Er gab ihnen Tabletten, verabreichte Spritzen, stellte einen Grill ins
Zimmer und steckte am Ende den Ferienbungalow im Harz in Brand. Ein
Familienvater aus Niedersachsen hat im September versucht, sich und
seine Kinder zu töten. Sie überlebten nur knapp. Zum Prozessauftakt am
Montag legte er ein Geständnis ab.

Von Matthias Fricke 20.01.2015, 02:11

Magdeburg/Thale l André S. kämpft mit den Tränen, als Oberstaatsanwalt Hauke Roggenbuck die Anklage verliest. Er wirft dem 34-jährigen Krankenpfleger aus Niedersachsen versuchten Mord an seinen beiden Söhnen Lenn (7 Monate) und Damian (10 Jahre) vor. In einem angemieteten Ferienbungalow in Friedrichsbrunn, einem Ortsteil von Thale, soll es am 7. und 8. September 2014 zu mehreren Tötungsversuchen gekommen sein, in einem Fall heimtückisch. Die Kinder wähnten sich bei ihrem Vater in Sicherheit und rechneten nicht mit einem Angriff auf ihr Leben, so Roggenbuck.

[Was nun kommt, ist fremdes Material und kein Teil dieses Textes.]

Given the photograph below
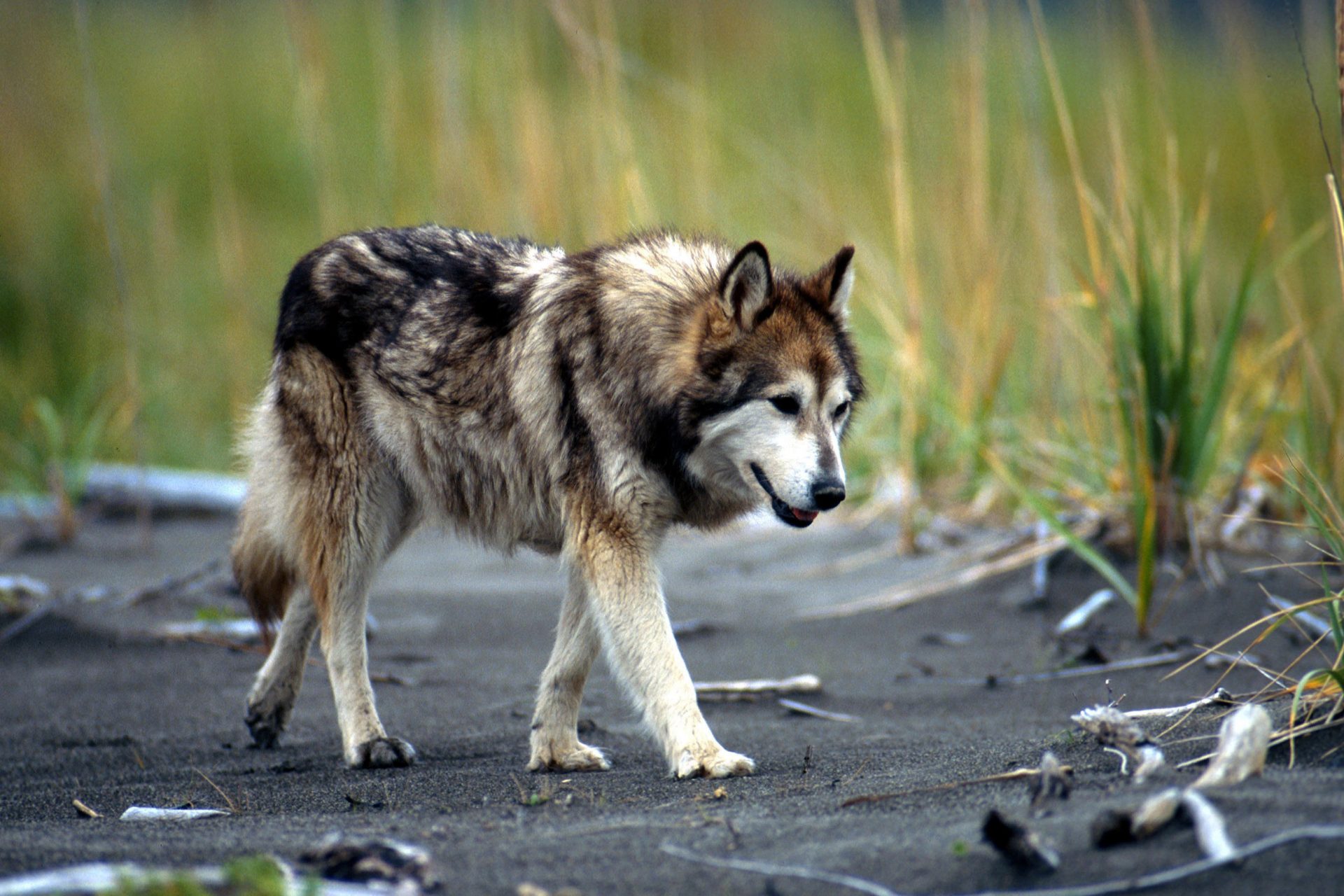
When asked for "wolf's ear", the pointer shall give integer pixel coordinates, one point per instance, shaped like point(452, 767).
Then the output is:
point(835, 281)
point(746, 288)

Der angeklagte Krankenpfleger zeigt sich geständig und sagt: "Ja, ich habe es getan, als ob ich neben mir stand." Der Familienvater lebte bereits im September in Trennung, wollte sich deshalb auch schon das Leben nehmen. Er befand sich deshalb in stationärer Behandlung, trank viel Alkohol und rauchte häufig Cannabis. Den Entschluss, sich in Friedrichsbrunn das Leben zu nehmen, fasste er bereits vor der Tat, als er die beiden Kinder von seiner Noch-Ehefrau übergeben bekam.

Diese tritt in dem Verfahren als Nebenklägerin auf und sitzt ihrem Mann im Gerichtssaal gegenüber. Sie sagt, dass vor allem seine übersteigerte Selbstverliebtheit und Egoismus zur Trennung geführt hätten.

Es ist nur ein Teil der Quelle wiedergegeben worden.